Nous avons, à maintes reprises, considéré l’évolution des taux réels à 10 ans, aux Etats-Unis et dans l’UE, comme indicateur fonctionnant à la manière d’un baromètre des valorisations des marchés. Or, le taux réel américain à 10 ans a subi un ajustement de 137 pb, qui l’a fait passer de -1,10% à +0,27%. Au cours des 20 dernières années, ce taux réel s’est situé en moyenne à +1,20%, puis à +0,60% pour la période allant de 2009 à aujourd’hui. Il est bien évident qu’à aucun moment durant ces 20 dernières années, il n’y a eu d’épisode d’inflation similaire à celui que nous connaissons actuellement et que la comparaison avec le passé s’avère souvent trompeuse.

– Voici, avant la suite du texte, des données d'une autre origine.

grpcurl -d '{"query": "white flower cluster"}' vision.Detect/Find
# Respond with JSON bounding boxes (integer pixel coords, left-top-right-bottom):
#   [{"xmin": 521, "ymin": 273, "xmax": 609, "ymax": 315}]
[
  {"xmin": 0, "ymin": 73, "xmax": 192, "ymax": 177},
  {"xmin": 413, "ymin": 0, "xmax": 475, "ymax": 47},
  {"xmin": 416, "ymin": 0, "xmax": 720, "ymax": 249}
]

Cependant, il est intéressant de relever le fait qu’au cours de cette période de 20 ans, l’ajustement des taux a bien rempli sa fonction de baromètre dans les ¾ des cas. Un nouvel ajustement de 35 pb amènerait le taux actuel aux alentours de sa moyenne historique, à savoir à +/-60 pb du taux réel à 10 ans. A ce niveau, il permettrait de prendre de meilleures décisions d’allocation d’actifs et il pourrait convenir à cet ordre mondial «nouveau» dans lequel les Etats-Unis, l’Union européenne et la Chine se disputent le leadership. Ajoutons que la faiblesse extrême de la productivité devrait empêcher le taux réel à 10 ans de chercher à repasser au-dessus de 1%.

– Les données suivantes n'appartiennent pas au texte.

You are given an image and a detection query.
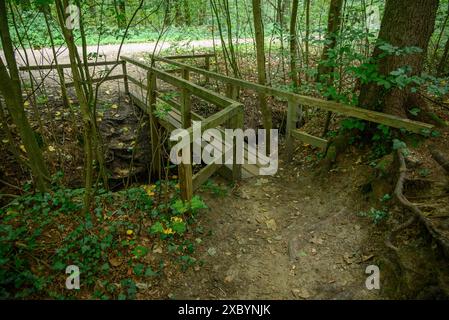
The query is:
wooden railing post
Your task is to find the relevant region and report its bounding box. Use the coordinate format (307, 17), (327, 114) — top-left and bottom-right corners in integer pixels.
(178, 69), (193, 201)
(147, 71), (162, 180)
(205, 56), (210, 84)
(56, 66), (70, 108)
(286, 99), (296, 161)
(230, 105), (244, 180)
(122, 60), (129, 95)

Durant ces deux derniers mois, le taux réel allemand à 10 ans a grimpé rapidement et il est passé de -2,42% à -1,42%. La stabilité de l’écart entre les taux américain et allemand pourrait permettre à la paire euro/dollar de se consolider entre 1,05 et 1,07. Toutefois, dès le moment où la BCE se déciderait à opter pour la sécurité et donc pour une normalisation très progressive de sa politique, la parité euro/dollar redeviendrait la cible des spéculateurs.
Le principal message qui découle de toutes ces réflexions est qu’il n’existe aucune solution miracle. Pour que la flambée inflationniste actuelle soit de courte durée, il est nécessaire que les directeurs des banques centrales fassent preuve d’une grande détermination et n’hésitent pas à s’engager. Dans ce cas, les valorisations des marchés de taux et des actions pourraient être rapidement «réinitialisées», ce qui rendrait les marchés financiers à nouveau fréquentables, et ce dans un délai plus court que prévu.